Frage an Gregor Gysi von Andreas S. bezüglich Recht
Sehr geehrter Herr Gysi,
Die jüngste Stein des Anstosses für mich betrifft die "Nationale Abschottung durch Sperrverfügungen gegen illegale Inhalte im Internet" wie ein Artikel des Max-Planck-Instituts lautet.
Das Max-Planck-Institut für ausländisches und internationales Strafrecht hat hierzu eine Studie veröffentlicht, "Sperrverfügungen im Internet - Nationale Rechtsdurchsetzung im globalen Cyberspace?", die im Jahr 2006 begann und 2008 beendet wurde.
Ich möchte Sie, falls nicht schon bekannt, auf diese Studie hinweisen bezüglich der aktuellen Diskussion um "Internetsperren" und bitte Sie, Ihren Beitrag zu leisten diese Diskussion auf die Ebene der technischen Realität zu lenken.
Ich frage Sie, wie es sein kann, dass eine Diskussion von solch ungeheurer Wichtigkeit und Tragweite (Grundgesetz, Fernmeldegeheimnis) im Kernbereich unserer Gesellschaft, angesichts solch rennomierter Information, auf der politischen Bühne so Laienhaft und so weit weg von der technischen Realität geführt wird. Wie sieht die zukünftige Linie ihrer Partei diesbezüglich aus?
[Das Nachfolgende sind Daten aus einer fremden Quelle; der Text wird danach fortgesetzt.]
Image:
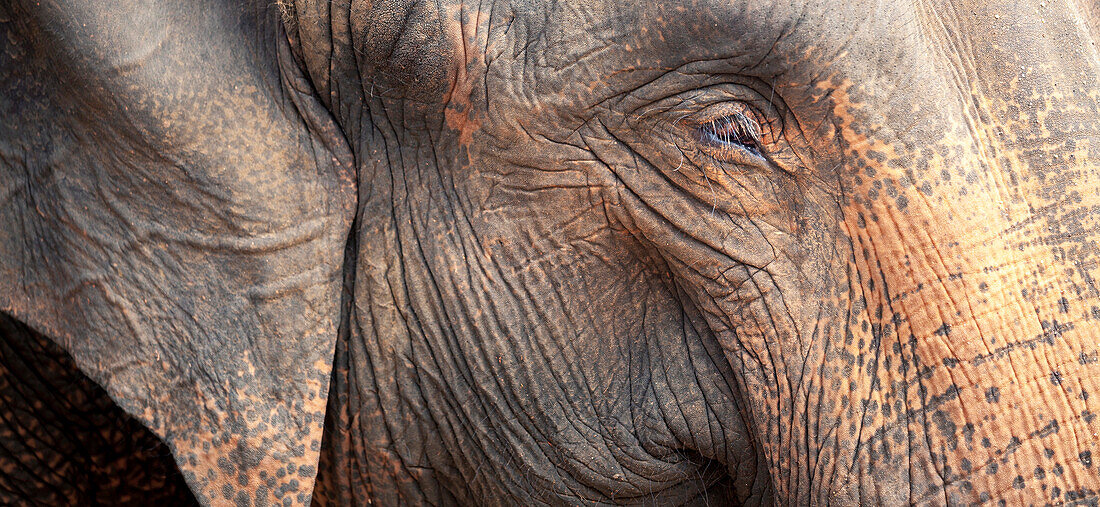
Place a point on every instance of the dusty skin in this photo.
(549, 253)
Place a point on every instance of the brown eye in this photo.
(733, 131)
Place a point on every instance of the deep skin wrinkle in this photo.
(496, 253)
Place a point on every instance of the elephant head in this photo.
(570, 253)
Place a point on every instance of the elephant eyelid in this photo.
(732, 131)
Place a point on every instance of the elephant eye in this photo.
(733, 132)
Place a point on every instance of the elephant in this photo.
(402, 252)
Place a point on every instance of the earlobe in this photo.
(184, 240)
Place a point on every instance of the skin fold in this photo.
(447, 253)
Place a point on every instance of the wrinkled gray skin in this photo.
(546, 253)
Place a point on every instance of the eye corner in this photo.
(729, 131)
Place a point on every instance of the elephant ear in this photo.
(174, 209)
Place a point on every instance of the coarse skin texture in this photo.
(501, 255)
Kinderpornografische Taten sind ohne jeden Zweifel an Grausamkeit kaum zu überbieten und rechtlich aufs schärfste zu verfolgen, mir drängt sich jedoch der Gedanke des blinden politischen Aktionismus auf bzw. der sehr empörende Gedanke, dass hier Wahlkampfvorbereitung auf dem Rücken eben jener Kinder geschieht.
Mit freundlichen Grüssen
Andreas Seegerer
Sehr geehrter Herr Seegerer,
vielen Dank für Ihre Nachricht vom 19. April, die ich an Prof. Dr.
Lothar Bisky mit der Bitte weitergeleitet habe, Ihnen eine konkretere Antwort zukommen zu lassen.
Mit freundlichen Grüßen
Dr. Gysi
Sehr geehrter Herr Seegerer,
wie von Gregor Gysi angekündigt antworte ich Ihnen gerne auf Ihre Frage: Die von der Bundesfamilienministerin Ursula von der Leyen geplante Sperrung kinderpornographischer Internetseiten birgt tatsächlich erhebliche Probleme. Diese bestehen, wie Sie unter Verweis auf die Studie des Max-Planck-Instituts zu Recht feststellen, vor allem in einer ungeklärten Grundgesetzeskonformität und einer fehlenden technologischen Wirksamkeit solcher Sperrungen. Ebenso ist die Befürchtung, dass Internetsperrungen auch solche Angebote betreffen könnten, die gar keine kinderpornographischen Inhalte umfassen, nicht unbegründet.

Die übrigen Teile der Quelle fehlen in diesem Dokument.